Memorie a Musile

L’intero territorio del Comune di Musile di Piave fu coinvolto nelle vicende belliche avvenute nel Basso Piave tra il novembre 1917 e il giugno/luglio 1918.
Nessuna località fu risparmiata: non quelle designate quale prima, seconda o terza linea di difesa, con le trincee, i caposaldi, i ricoveri per la truppa, i posti di medicazione e i cimiteri militari; non quelle in cui si posizionarono le artiglierie italiane, che battevano incessantemente il fronte nemico; non quelle allagate, distruggendo gli impianti idrovori della bonifica, per impedire che l’attacco austro-ungarico a tenaglia sulle direttrici Croce-Capodargine e Caposile-Portegrandi avesse successo, aprendo la strada alla conquista di Venezia.

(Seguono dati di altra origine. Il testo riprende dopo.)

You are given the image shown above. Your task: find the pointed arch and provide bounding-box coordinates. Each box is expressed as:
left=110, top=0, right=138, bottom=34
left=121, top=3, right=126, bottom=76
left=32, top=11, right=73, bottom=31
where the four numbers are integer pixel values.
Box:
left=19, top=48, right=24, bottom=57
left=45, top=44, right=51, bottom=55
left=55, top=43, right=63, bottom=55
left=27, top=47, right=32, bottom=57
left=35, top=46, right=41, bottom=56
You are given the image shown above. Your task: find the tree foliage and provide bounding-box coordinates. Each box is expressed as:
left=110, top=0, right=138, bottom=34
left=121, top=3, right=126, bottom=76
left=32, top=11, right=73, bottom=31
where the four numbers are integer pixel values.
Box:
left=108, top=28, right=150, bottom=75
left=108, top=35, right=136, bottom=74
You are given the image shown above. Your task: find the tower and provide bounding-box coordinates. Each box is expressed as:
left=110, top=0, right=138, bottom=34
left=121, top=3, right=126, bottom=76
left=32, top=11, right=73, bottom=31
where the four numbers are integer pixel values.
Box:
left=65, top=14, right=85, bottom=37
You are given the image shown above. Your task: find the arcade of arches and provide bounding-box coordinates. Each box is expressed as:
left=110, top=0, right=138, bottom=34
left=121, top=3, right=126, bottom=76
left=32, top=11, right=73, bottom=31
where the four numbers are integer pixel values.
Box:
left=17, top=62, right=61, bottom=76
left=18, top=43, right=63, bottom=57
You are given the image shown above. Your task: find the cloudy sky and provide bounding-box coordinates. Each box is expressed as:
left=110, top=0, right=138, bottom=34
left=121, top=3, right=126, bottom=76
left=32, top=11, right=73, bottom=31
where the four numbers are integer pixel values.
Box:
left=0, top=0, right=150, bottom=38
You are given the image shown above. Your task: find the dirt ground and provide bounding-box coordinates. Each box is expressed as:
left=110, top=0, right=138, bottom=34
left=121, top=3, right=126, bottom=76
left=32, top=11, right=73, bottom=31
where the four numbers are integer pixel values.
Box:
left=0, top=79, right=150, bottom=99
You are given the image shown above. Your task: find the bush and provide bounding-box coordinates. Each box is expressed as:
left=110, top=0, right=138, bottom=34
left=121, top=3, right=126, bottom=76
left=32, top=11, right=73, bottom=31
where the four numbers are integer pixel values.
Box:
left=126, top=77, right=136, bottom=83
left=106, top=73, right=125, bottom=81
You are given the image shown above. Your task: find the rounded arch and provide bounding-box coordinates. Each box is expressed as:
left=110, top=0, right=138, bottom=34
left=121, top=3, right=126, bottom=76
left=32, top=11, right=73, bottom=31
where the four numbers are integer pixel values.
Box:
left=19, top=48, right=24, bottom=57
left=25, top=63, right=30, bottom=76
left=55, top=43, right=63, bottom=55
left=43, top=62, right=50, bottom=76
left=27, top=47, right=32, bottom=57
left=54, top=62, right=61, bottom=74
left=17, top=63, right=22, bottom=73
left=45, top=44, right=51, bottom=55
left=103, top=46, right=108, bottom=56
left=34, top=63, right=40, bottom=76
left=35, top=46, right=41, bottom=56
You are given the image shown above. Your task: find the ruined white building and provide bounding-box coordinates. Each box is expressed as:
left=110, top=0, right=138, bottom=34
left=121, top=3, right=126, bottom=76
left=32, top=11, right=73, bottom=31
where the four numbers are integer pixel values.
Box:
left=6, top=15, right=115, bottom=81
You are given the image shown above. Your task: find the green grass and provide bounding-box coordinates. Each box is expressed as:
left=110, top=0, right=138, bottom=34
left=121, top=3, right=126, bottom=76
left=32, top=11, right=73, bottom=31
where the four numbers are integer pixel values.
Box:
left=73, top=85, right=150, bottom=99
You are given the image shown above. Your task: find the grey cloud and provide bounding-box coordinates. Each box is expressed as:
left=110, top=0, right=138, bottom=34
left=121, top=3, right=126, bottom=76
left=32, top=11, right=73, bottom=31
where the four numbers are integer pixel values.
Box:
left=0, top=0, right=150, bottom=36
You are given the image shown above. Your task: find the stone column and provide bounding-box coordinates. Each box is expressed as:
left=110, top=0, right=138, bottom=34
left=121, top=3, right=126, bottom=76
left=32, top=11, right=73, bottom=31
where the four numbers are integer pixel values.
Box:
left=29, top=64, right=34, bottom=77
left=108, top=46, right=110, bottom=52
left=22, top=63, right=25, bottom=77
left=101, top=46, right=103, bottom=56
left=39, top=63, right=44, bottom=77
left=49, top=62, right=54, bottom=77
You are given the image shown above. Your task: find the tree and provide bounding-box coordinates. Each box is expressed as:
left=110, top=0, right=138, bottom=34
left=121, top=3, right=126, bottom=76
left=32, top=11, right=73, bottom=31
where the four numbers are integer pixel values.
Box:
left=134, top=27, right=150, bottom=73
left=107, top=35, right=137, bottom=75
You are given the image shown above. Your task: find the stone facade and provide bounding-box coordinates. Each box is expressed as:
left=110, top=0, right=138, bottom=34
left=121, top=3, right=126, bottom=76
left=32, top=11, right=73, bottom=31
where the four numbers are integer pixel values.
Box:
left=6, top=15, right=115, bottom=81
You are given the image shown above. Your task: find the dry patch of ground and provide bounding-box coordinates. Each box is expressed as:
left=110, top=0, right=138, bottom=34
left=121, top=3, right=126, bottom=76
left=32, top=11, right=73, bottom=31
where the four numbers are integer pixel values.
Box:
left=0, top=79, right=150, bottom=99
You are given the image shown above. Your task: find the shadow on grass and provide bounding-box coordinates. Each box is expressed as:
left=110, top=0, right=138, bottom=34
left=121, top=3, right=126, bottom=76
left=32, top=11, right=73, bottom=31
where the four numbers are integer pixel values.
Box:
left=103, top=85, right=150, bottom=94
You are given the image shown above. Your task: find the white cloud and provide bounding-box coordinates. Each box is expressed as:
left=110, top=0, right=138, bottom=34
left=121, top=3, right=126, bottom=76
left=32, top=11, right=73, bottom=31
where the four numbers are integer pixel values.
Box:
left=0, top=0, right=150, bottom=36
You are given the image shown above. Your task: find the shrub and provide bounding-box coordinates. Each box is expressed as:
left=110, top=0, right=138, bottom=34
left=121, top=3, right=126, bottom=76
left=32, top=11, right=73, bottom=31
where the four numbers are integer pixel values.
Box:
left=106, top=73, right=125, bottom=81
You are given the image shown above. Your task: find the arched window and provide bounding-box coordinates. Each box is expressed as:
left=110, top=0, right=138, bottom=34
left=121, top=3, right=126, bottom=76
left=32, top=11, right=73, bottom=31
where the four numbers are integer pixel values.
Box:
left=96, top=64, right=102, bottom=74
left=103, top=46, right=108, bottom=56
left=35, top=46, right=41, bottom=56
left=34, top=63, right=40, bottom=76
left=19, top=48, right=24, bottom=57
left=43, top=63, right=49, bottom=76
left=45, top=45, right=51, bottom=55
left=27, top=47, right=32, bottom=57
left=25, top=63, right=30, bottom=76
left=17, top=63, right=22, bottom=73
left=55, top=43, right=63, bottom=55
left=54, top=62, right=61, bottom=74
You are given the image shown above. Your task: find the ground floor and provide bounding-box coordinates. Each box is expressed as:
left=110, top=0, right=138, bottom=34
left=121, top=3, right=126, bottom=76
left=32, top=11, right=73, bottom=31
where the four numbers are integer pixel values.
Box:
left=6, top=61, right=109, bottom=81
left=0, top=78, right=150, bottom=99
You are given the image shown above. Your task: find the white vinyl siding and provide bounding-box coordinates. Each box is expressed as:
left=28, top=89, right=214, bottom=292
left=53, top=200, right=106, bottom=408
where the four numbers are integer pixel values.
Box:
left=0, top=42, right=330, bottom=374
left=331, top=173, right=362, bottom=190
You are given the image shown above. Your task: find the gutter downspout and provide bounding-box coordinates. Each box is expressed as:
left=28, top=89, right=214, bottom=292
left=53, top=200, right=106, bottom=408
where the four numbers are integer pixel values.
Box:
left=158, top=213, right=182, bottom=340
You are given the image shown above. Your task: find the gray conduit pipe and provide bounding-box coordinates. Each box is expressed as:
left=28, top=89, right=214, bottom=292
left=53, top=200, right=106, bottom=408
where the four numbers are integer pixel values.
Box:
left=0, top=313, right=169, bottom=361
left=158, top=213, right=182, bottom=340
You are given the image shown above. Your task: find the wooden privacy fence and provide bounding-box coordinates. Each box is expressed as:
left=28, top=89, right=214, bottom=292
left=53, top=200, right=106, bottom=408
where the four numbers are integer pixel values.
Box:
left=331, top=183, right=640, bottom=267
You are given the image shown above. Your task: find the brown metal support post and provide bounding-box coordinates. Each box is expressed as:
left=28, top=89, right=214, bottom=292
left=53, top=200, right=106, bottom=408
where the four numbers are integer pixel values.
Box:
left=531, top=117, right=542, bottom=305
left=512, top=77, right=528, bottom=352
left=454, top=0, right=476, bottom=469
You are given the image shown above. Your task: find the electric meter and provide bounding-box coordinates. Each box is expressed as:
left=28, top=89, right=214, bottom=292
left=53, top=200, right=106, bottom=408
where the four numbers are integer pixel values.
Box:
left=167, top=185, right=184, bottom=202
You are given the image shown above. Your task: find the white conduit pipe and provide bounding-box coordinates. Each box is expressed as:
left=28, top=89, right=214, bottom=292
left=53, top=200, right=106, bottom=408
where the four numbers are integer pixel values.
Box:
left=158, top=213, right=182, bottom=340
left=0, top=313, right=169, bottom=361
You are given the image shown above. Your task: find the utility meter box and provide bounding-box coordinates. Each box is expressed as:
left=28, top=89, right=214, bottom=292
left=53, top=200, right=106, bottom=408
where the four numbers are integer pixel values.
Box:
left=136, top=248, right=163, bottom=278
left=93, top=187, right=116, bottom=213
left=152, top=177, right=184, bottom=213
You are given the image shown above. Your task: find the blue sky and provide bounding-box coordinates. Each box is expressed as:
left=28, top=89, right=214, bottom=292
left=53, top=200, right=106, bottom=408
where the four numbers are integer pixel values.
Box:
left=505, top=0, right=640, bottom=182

Per questo, la ricerca delle memorie della Prima Guerra Mondiale a Musile non può limitarsi ai monumenti o alle lapidi commemorative posti in luoghi specifici ma deve essere itinerante, seguendo Percorsi della memoria che si snodano lungo tutto il territorio comunale, con luoghi, corsi d’acqua, edifici e monumenti che vanno a costruire una vera e propria Mappa della memoria.

Tali percorsi partono tutti da un unico luogo, emblematico per ricordare i giorni del conflitto: il piazzale del Ponte della Vittoria. Qui, all’imbocco del ponte, fatto brillare dall’esercito italiano nel novembre del 1917 per arrestare l’avanzata austro-ungarica, è posto un cippo, che ricorda le gesta dei Granatieri di Sardegna nella Grande Guerra. Nel piazzale antistante si può ammirare il Monumento al Bersagliere.

Imboccando l’argine destro del Piave in direzione Eraclea/Jesolo, dopo poco si incontra il manufatto dell’Intestadura. Qui la prima linea nemica si trovava a pochi metri da quella italiana: per evitare che gli austro-ungarici potessero utilizzarlo per penetrare nella linea difensiva italiana, il 12 gennaio 1918 il manufatto fu fatto brillare dai difensori.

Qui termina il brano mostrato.